Konon, orang cenderung susah tidur saat sedang mengalami satu fase dalam hidup, yang namanya ‘jatuh cinta’; alasannya, tak lain karena ia merasa, bahwa kenyataan hidupnya jauh lebih indah dari mimpi dalam tidurnya. Tapi, tak sedikit pula orang yang lebih banyak merasa sepi dan gelisah saat sedang mengalami fase yang sama; itu tak lain, karena selama fase itu, orang sering menempatkan hatinya bersama dengan sosok yang dia cintai. Dan saat secara fisik hal itu tidak terjadi, maka di situlah kegelisahan muncul.
Banyak cerita memang soal fase yang dinamakan jatuh cinta ini. Menyenangkan, mengharukan, melelahkan, bahkan sampai menyedihkan.. Semua bagian dari proses cerita yang terangkai secara multiplot.
Salah satu proses dalam fase yang disebut ‘jatuh cinta’ yang berekspektasi negatif, adalah ketika kita mencintai orang yang salah. Ya, mencintai orang yang tidak seharusnya. Atau bisa saja ia masuk kategori “seharusnya”, tapi dengan disertai alasan lain. Ketidakpantasan lahiriyah -yang notabene adalah produk pikiran berwujud sugesti- kadang mampu menyusun sendiri ending dari fase yang seharusnya mengalir secara alami tersebut. Sialnya, ending itu justru kebanyakan terkesan mendahului apa yang seharusnya. Mengerti sendiri kan.. bahwa sesuatu yang mendahului apa yang seharusnya, kadang menjadi sebuah kesimpulan prematur. Keniscayaan yang kemudian diyakini tanpa alasan, karena hanya berawal dari opini.

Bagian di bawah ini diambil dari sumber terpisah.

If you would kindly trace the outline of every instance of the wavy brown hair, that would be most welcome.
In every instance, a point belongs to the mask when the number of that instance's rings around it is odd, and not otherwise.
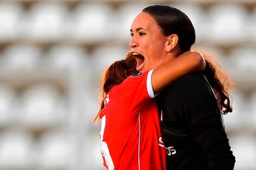
[[[205,75],[210,85],[219,93],[218,106],[224,115],[233,111],[232,97],[229,93],[233,83],[228,75],[221,69],[216,58],[205,52],[201,52],[204,56],[206,66],[203,73]]]
[[[111,88],[122,83],[129,76],[139,73],[136,70],[136,65],[135,57],[130,52],[128,52],[124,60],[115,61],[107,68],[103,75],[101,83],[100,109],[93,122],[99,120],[100,112],[105,107],[104,98]]]
[[[162,34],[169,36],[175,34],[178,36],[178,44],[182,53],[190,50],[196,41],[196,32],[191,20],[184,12],[172,7],[159,4],[147,6],[142,11],[155,19]],[[202,53],[206,61],[203,73],[212,87],[220,93],[218,106],[223,114],[231,112],[231,98],[228,90],[231,83],[217,62],[214,62],[213,58],[205,53]]]

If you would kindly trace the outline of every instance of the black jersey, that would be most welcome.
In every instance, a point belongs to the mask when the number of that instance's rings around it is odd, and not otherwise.
[[[167,169],[233,169],[235,157],[212,89],[202,73],[187,75],[156,98]]]

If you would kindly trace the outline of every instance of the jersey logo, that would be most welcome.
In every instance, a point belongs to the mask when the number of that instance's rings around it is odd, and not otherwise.
[[[174,149],[174,147],[173,146],[166,147],[166,150],[167,152],[167,155],[168,155],[168,156],[174,155],[176,153],[176,150]]]
[[[136,77],[141,75],[142,74],[142,73],[138,73],[138,74],[133,74],[131,75],[131,77]]]
[[[162,137],[159,137],[158,145],[161,147],[164,148],[164,144],[163,144],[163,138]]]
[[[107,95],[106,97],[105,100],[104,101],[104,105],[106,105],[106,104],[107,104],[108,102],[109,102],[109,98],[108,97],[108,95]]]

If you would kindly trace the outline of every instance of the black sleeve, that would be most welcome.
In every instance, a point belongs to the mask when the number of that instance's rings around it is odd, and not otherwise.
[[[235,157],[215,95],[203,74],[191,74],[178,80],[165,95],[165,100],[172,101],[176,118],[206,155],[209,169],[233,169]]]

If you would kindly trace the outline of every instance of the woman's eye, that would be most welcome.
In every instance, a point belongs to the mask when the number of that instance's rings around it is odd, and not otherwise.
[[[140,35],[140,36],[144,35],[146,34],[145,34],[145,33],[143,33],[143,32],[139,32],[139,35]]]

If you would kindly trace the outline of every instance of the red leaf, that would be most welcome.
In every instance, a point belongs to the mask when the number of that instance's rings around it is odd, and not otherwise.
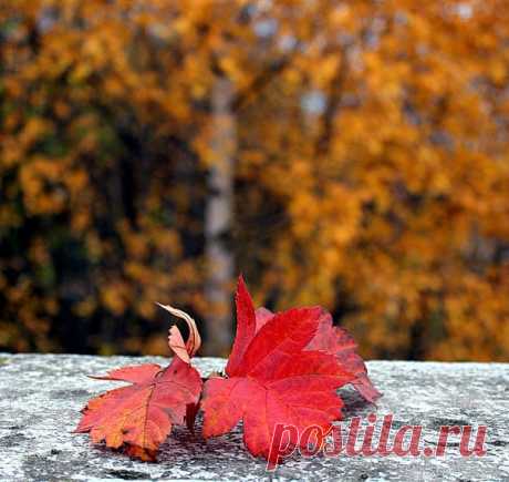
[[[367,401],[373,403],[382,397],[382,393],[376,390],[367,377],[367,368],[356,352],[357,343],[354,338],[344,328],[334,327],[329,312],[322,312],[316,335],[307,349],[334,355],[345,369],[355,376],[352,384]]]
[[[189,325],[187,343],[184,343],[178,328],[173,327],[169,346],[176,356],[165,369],[147,363],[93,377],[132,384],[90,400],[75,430],[77,433],[90,432],[94,443],[104,441],[111,449],[122,448],[131,457],[146,461],[156,459],[157,449],[173,424],[186,421],[193,429],[202,387],[200,375],[189,365],[200,343],[194,320],[184,311],[163,308],[186,319]]]
[[[274,314],[267,308],[258,308],[254,311],[257,331],[263,327]],[[371,382],[367,377],[367,368],[356,352],[357,343],[354,338],[341,327],[332,325],[332,316],[322,310],[319,328],[314,338],[310,341],[307,350],[325,351],[334,355],[346,371],[355,376],[352,384],[370,402],[375,402],[382,393]]]
[[[196,404],[201,391],[199,373],[178,357],[166,369],[148,363],[94,378],[132,384],[90,400],[76,432],[90,432],[94,443],[105,441],[147,461],[155,460],[172,425],[184,423],[187,406]]]
[[[90,400],[76,432],[90,432],[94,443],[105,441],[147,461],[156,459],[172,425],[184,423],[187,406],[196,404],[201,391],[199,373],[178,357],[166,369],[141,365],[95,378],[132,384]]]
[[[239,276],[235,304],[237,308],[237,334],[233,341],[233,348],[231,349],[226,366],[226,372],[230,377],[240,369],[239,365],[242,360],[242,356],[256,331],[254,308],[252,306],[251,295],[249,295],[242,276]]]
[[[241,338],[226,369],[229,378],[205,383],[204,437],[226,433],[243,420],[248,450],[268,458],[277,423],[293,424],[299,433],[312,424],[329,430],[343,406],[335,390],[353,376],[332,355],[303,351],[316,334],[321,308],[277,314],[253,334],[252,302],[240,279],[237,310]]]

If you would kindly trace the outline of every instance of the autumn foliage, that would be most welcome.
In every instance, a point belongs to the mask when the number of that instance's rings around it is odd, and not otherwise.
[[[342,418],[343,402],[336,390],[349,382],[359,389],[355,382],[360,379],[361,394],[370,393],[366,399],[375,401],[381,396],[367,378],[362,359],[354,351],[352,357],[342,356],[344,350],[352,350],[352,340],[344,336],[344,330],[337,329],[332,337],[332,351],[328,343],[331,339],[324,343],[322,331],[330,329],[330,315],[321,307],[257,317],[242,278],[236,306],[237,335],[225,375],[209,377],[201,402],[201,379],[190,366],[190,358],[199,348],[198,330],[188,315],[166,307],[186,319],[188,341],[183,342],[174,326],[169,347],[175,356],[167,368],[147,363],[95,377],[132,384],[89,401],[76,432],[90,432],[94,443],[104,441],[111,449],[155,461],[172,424],[186,423],[193,430],[201,409],[206,439],[231,431],[242,420],[243,442],[249,452],[277,463],[277,459],[270,460],[277,424],[292,424],[298,433],[311,425],[329,432],[332,422]],[[263,308],[259,312],[266,315]],[[324,320],[325,328],[321,328]],[[298,434],[290,435],[288,444],[298,445]]]
[[[257,301],[368,357],[507,359],[507,7],[1,2],[0,349],[162,353],[154,300],[208,319],[226,81],[221,239]]]

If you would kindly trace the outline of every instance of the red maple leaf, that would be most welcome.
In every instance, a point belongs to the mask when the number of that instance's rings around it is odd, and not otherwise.
[[[226,367],[228,378],[205,383],[201,408],[204,437],[220,435],[243,421],[243,440],[253,455],[269,458],[277,423],[302,433],[323,430],[341,418],[335,390],[353,380],[336,358],[305,350],[316,336],[320,307],[290,309],[258,327],[251,297],[242,278],[236,295],[237,336]],[[290,435],[290,444],[299,440]]]
[[[254,316],[256,330],[258,331],[272,319],[274,314],[261,307],[254,311]],[[316,335],[305,349],[334,355],[345,370],[355,377],[352,384],[367,401],[373,403],[382,396],[367,377],[364,360],[356,352],[356,341],[344,328],[333,326],[330,312],[322,310]]]
[[[163,308],[186,319],[183,311],[167,306]],[[173,424],[183,424],[185,420],[188,425],[193,424],[202,382],[189,363],[189,357],[199,348],[198,330],[194,320],[186,321],[190,331],[187,343],[184,343],[178,328],[170,329],[169,346],[176,356],[168,367],[146,363],[93,377],[132,384],[90,400],[75,430],[77,433],[90,432],[94,443],[104,441],[108,448],[122,448],[132,457],[154,461]],[[183,347],[187,349],[185,353]]]

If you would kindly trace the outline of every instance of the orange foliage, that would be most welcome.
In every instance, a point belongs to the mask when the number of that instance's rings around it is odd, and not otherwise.
[[[1,347],[159,351],[154,300],[207,317],[221,76],[258,302],[324,305],[368,357],[509,357],[503,0],[9,3]]]

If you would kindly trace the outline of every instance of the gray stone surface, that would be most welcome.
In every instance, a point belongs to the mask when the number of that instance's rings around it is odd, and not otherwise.
[[[346,423],[354,416],[376,412],[381,420],[393,413],[396,428],[422,424],[432,448],[440,425],[486,424],[485,457],[463,458],[451,439],[443,458],[293,457],[270,475],[264,462],[245,450],[241,428],[207,442],[199,430],[193,437],[178,429],[162,447],[159,463],[129,460],[92,447],[86,434],[71,433],[85,402],[118,386],[85,375],[146,361],[165,360],[0,355],[0,480],[509,481],[509,365],[372,361],[371,377],[384,392],[376,408],[351,389],[341,390]],[[202,358],[195,365],[206,376],[221,369],[224,360]]]

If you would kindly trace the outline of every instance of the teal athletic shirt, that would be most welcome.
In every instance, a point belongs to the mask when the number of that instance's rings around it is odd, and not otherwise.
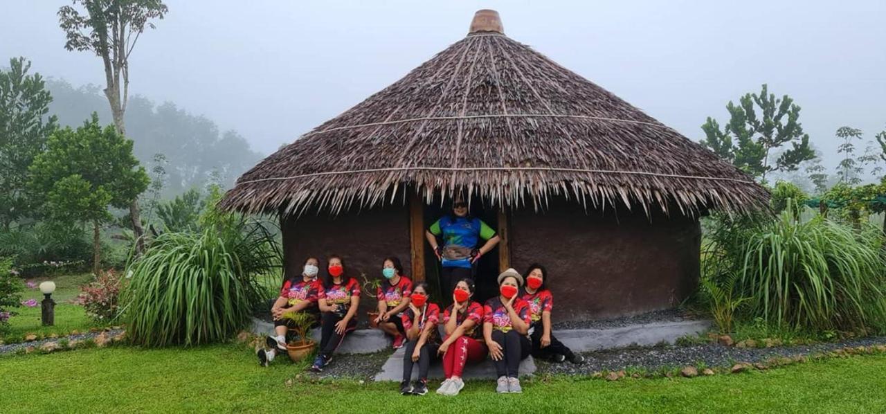
[[[462,247],[470,251],[477,247],[480,238],[488,240],[495,236],[495,230],[478,218],[441,217],[428,229],[434,236],[443,236],[443,248]],[[444,268],[470,269],[470,258],[451,260],[443,258]]]

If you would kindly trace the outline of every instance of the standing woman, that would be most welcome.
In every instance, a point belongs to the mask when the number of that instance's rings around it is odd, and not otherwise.
[[[532,348],[526,336],[532,323],[529,303],[517,294],[523,285],[523,277],[517,270],[501,272],[498,282],[499,296],[486,301],[484,306],[483,337],[499,378],[495,391],[522,393],[517,369]]]
[[[345,335],[356,329],[354,315],[360,306],[360,284],[347,275],[341,257],[330,256],[327,270],[323,288],[318,295],[323,336],[320,351],[311,366],[317,372],[332,361],[332,353],[341,345]]]
[[[378,300],[378,316],[376,324],[378,329],[393,337],[393,348],[403,348],[406,330],[400,316],[409,306],[412,294],[412,280],[403,276],[403,265],[396,257],[385,257],[382,262],[382,275],[385,281],[378,285],[376,298]],[[426,293],[426,292],[425,292]]]
[[[436,303],[428,302],[428,284],[424,282],[416,285],[408,306],[400,316],[409,341],[403,354],[403,381],[400,383],[400,393],[424,395],[428,394],[428,368],[431,361],[437,359],[440,343],[437,332],[440,309]],[[418,363],[418,379],[410,386],[415,363]]]
[[[529,303],[529,313],[532,320],[529,327],[529,339],[532,342],[532,356],[544,358],[555,363],[569,360],[572,363],[585,361],[581,356],[567,348],[551,335],[551,309],[554,296],[548,289],[548,270],[539,263],[529,265],[526,270],[526,286],[521,289],[520,297]]]
[[[464,387],[462,372],[467,363],[478,363],[486,356],[486,346],[478,340],[483,324],[483,306],[470,300],[474,295],[474,281],[470,277],[459,280],[453,290],[453,303],[443,313],[446,338],[438,354],[443,354],[443,373],[446,379],[437,394],[457,395]]]
[[[290,320],[282,316],[289,312],[307,312],[315,320],[315,325],[320,323],[320,308],[317,306],[317,296],[323,289],[317,281],[317,272],[320,261],[315,257],[308,257],[301,275],[289,277],[284,281],[280,288],[280,296],[271,307],[271,316],[274,317],[274,336],[265,339],[266,345],[270,349],[259,349],[259,363],[261,366],[274,360],[277,353],[286,353],[286,330]]]
[[[443,245],[437,237],[443,238]],[[500,238],[491,227],[480,219],[468,215],[468,202],[457,196],[452,204],[452,215],[440,217],[424,231],[424,237],[442,263],[440,290],[452,292],[455,283],[470,277],[472,267],[480,256],[495,247]],[[486,243],[477,247],[480,239]]]

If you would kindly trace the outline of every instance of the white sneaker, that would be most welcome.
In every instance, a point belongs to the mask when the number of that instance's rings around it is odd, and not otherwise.
[[[439,394],[440,395],[447,395],[447,387],[449,387],[450,383],[452,383],[452,379],[444,379],[443,382],[440,383],[440,387],[437,388],[437,394]]]
[[[495,387],[495,392],[499,394],[505,394],[510,392],[510,389],[508,387],[508,377],[505,376],[499,377],[498,386]]]
[[[464,381],[460,378],[453,379],[449,387],[449,395],[458,395],[458,393],[462,392],[462,388],[464,388]]]

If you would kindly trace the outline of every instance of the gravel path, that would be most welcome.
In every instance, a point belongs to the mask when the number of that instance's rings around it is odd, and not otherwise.
[[[106,332],[107,332],[107,336],[109,338],[113,338],[113,337],[118,335],[120,332],[121,332],[123,331],[124,330],[122,330],[122,329],[112,329],[110,331],[107,331]],[[12,353],[12,352],[15,352],[15,351],[17,351],[19,349],[21,349],[21,348],[27,348],[27,347],[34,347],[35,348],[39,348],[40,347],[42,347],[43,344],[45,344],[47,342],[58,342],[58,341],[59,341],[61,340],[67,340],[68,341],[75,340],[91,340],[91,339],[94,339],[95,337],[98,336],[99,334],[101,334],[101,332],[83,332],[83,333],[78,333],[76,335],[60,336],[58,338],[45,339],[45,340],[32,340],[30,342],[19,342],[19,343],[16,343],[16,344],[0,345],[0,355],[9,354],[9,353]]]
[[[820,343],[794,347],[767,348],[740,348],[719,344],[692,346],[664,346],[605,349],[582,353],[585,362],[580,364],[569,363],[550,363],[536,360],[536,373],[591,374],[601,371],[626,368],[680,367],[695,365],[700,362],[708,366],[725,366],[741,361],[757,363],[773,356],[808,355],[846,347],[886,344],[886,337],[869,337],[836,343]]]

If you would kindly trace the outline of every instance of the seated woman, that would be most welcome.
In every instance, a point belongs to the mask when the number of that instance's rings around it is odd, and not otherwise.
[[[486,356],[486,346],[477,338],[477,329],[483,323],[483,306],[470,301],[474,295],[474,281],[470,277],[459,280],[453,291],[453,303],[443,312],[446,337],[437,350],[443,354],[443,373],[446,379],[437,394],[458,395],[464,387],[462,372],[467,363],[478,363]]]
[[[572,363],[584,362],[584,356],[572,352],[551,335],[554,296],[548,289],[548,270],[544,266],[538,263],[529,265],[529,269],[526,270],[526,285],[520,290],[520,298],[529,303],[530,317],[532,320],[532,324],[529,327],[532,356],[555,363],[562,363],[567,359]]]
[[[400,393],[403,395],[428,394],[428,368],[432,360],[437,359],[439,348],[439,333],[437,324],[440,318],[440,309],[428,301],[428,284],[421,282],[412,290],[409,309],[401,316],[406,337],[409,340],[403,354],[403,381],[400,383]],[[409,385],[412,368],[418,363],[418,379]]]
[[[523,277],[509,269],[498,277],[500,295],[486,301],[483,309],[483,337],[498,375],[498,393],[522,393],[517,369],[529,356],[527,333],[532,319],[529,303],[517,296]]]
[[[315,316],[316,324],[320,323],[320,308],[317,307],[317,295],[323,288],[317,281],[317,271],[320,261],[308,257],[301,275],[288,277],[280,289],[280,297],[271,307],[271,316],[274,316],[274,333],[268,336],[265,342],[270,349],[259,349],[259,363],[268,366],[277,353],[286,353],[286,330],[289,329],[289,319],[282,316],[289,312],[307,312]]]
[[[378,286],[376,294],[378,299],[378,316],[376,324],[378,329],[393,337],[393,348],[403,347],[403,323],[400,315],[403,309],[409,306],[409,295],[412,294],[412,281],[403,276],[403,265],[396,257],[385,257],[382,263],[382,274],[385,281]]]
[[[354,315],[360,306],[360,284],[347,275],[341,257],[330,256],[328,272],[317,298],[323,315],[323,335],[311,370],[319,372],[332,362],[332,353],[345,335],[357,327]]]

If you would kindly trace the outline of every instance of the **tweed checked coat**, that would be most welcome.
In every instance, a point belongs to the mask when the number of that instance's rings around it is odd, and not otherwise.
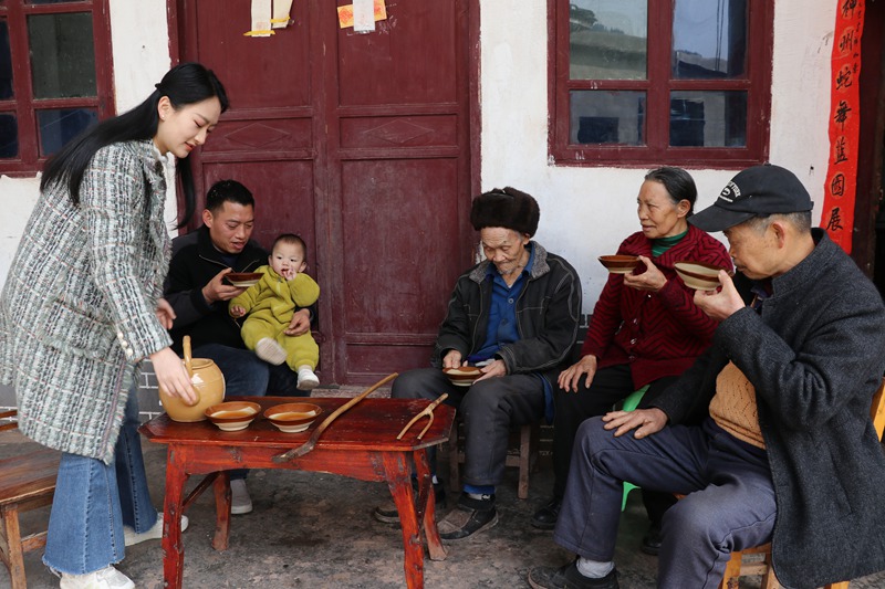
[[[98,150],[77,207],[66,187],[40,194],[0,297],[0,381],[41,444],[113,461],[137,366],[171,343],[165,198],[150,140]]]

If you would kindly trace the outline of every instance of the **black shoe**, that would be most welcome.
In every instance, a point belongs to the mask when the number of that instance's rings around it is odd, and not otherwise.
[[[418,492],[417,478],[412,480],[412,488],[415,490],[415,493]],[[436,499],[435,506],[437,512],[446,508],[446,485],[444,485],[441,482],[434,483],[434,498]],[[393,498],[375,507],[375,511],[372,512],[372,515],[375,517],[375,519],[385,524],[399,523],[399,512],[397,511],[396,503],[394,503]]]
[[[534,589],[620,589],[617,569],[601,579],[591,579],[577,571],[577,561],[558,569],[533,568],[529,571],[529,585]]]
[[[560,517],[562,499],[553,497],[543,507],[534,512],[532,525],[538,529],[553,529],[556,527],[556,519]]]
[[[483,529],[489,529],[498,523],[498,512],[494,509],[494,495],[485,495],[489,498],[475,499],[461,494],[458,505],[439,520],[439,537],[444,540],[462,540]]]
[[[660,524],[652,524],[648,532],[643,536],[643,544],[639,550],[647,555],[657,556],[660,553]]]

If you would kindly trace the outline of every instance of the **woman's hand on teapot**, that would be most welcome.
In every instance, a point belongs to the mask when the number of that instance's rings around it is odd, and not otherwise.
[[[185,404],[195,406],[200,400],[190,378],[187,375],[181,358],[171,348],[163,348],[150,355],[150,362],[154,365],[154,372],[157,375],[157,383],[169,395],[178,397]]]
[[[624,285],[637,291],[649,291],[657,293],[667,284],[667,276],[652,263],[652,260],[644,255],[638,255],[639,262],[645,264],[645,272],[642,274],[624,274]]]

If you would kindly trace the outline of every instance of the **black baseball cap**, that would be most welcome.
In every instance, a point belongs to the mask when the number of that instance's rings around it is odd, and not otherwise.
[[[725,231],[753,217],[810,211],[813,206],[793,172],[766,164],[735,176],[716,202],[689,217],[688,222],[707,232]]]

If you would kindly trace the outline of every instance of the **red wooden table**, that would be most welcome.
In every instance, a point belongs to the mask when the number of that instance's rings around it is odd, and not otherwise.
[[[283,397],[252,397],[264,409],[283,402]],[[209,421],[179,423],[165,413],[142,425],[142,433],[152,442],[167,444],[166,499],[163,523],[163,575],[167,588],[180,588],[184,575],[185,547],[181,543],[180,514],[212,485],[216,497],[216,534],[212,547],[223,550],[230,534],[230,484],[225,472],[229,469],[292,469],[341,474],[361,481],[386,481],[393,494],[403,528],[406,585],[424,587],[424,547],[421,527],[431,560],[446,558],[434,517],[434,487],[426,448],[449,439],[455,410],[439,406],[434,410],[434,423],[421,440],[418,433],[427,424],[423,419],[403,437],[396,435],[408,421],[429,403],[414,399],[364,399],[340,416],[326,429],[316,446],[303,456],[287,462],[273,457],[303,444],[323,419],[348,399],[304,399],[323,408],[323,414],[304,432],[283,433],[263,417],[247,429],[225,432]],[[418,476],[418,493],[412,487],[414,460]],[[279,460],[279,459],[278,459]],[[206,478],[187,496],[185,484],[192,474]],[[346,499],[346,497],[342,497]],[[423,526],[419,526],[419,522]]]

Apapun, yang jelas, sebuah fase dalam hidup yang dinamakan ‘jatuh cinta’, tetap akan memberikan warna. Keceriaan yang nyaris serupa dengan apa yang pernah kita alami di masa kecil, terwujud atas hadirnya fase itu. Thanks God for giving us that moment. We’re never know how’s it goin’ to be, since all those hidden meanings are in You.